Frontend: Simple server-side templating in Clojure if that's sufficient. React
(from either JS or ClojureScript) if non-trivial client-side interactivity is
needed. My experiences with Javascript "frosting" on mostly-server-side
applications hasn't been great -- can easily end up more complicated than an
all-React implementation, even if you need server-side rendering.

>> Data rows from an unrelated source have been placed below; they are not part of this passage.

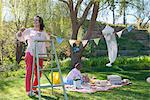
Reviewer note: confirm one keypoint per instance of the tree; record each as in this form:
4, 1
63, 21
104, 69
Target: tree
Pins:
77, 22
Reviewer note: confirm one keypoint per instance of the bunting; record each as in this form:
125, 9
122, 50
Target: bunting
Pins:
119, 33
59, 40
71, 42
106, 31
84, 42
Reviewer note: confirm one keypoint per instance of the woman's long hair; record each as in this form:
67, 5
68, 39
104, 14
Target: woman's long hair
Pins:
41, 23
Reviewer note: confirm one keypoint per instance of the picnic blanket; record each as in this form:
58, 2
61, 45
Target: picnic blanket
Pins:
91, 88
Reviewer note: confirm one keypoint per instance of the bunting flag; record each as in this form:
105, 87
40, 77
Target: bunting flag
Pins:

But I'm increasingly keen to avoid the JVM, so future projects will probably
have something else on the backend. I've used node backends a few times
recently, mostly in "need to glue something together _fast_ " contexts, and
have been pleasantly surprised.

------
zmmmmm
Lately have picked up Micronaut which is a very interesting take because it
has no support for traditional front end, but supports SPA style front ends
really nicely. So:

VueJS + Vuetify + Micronaut/Groovy (services) + Postgres

All of it is (except postgres) pure JVM so the VM vs bare metal question is
more a logistics / deployment choice.

------
topicseed
Backends: App Engine NodeJS & Google Cloud Functions

Databases: MongoDB Atlas, MySQL & Firestore

Frontend: React for the app, Wordpress for the marketing site

------
mindcrime
Server: Groovy / Grails, Docker, ECS, Postgres

Frontend: (current) Bootstrap, jQuery (future) evaluating Vue.js

Auth / SSO: CAS, OAuth, Spring Security

------
quantummkv
Backend: LAMP with Laravel

Frontend: React for data intensive applications. Vannila js for everything
else.

------
aespinoza
Backend: C#/Go/Python, Docker, Kubernetes

Frontend: Asp.net/Javascript/Ext.Net/CSS

------
WhyDoPeople
Work = Perl backend, jQuery fronted. Hobby project 1 = MEAN stack

I use jenkins for both

------
cjxkaka
server：java/spring,springcloud frontend：vue.js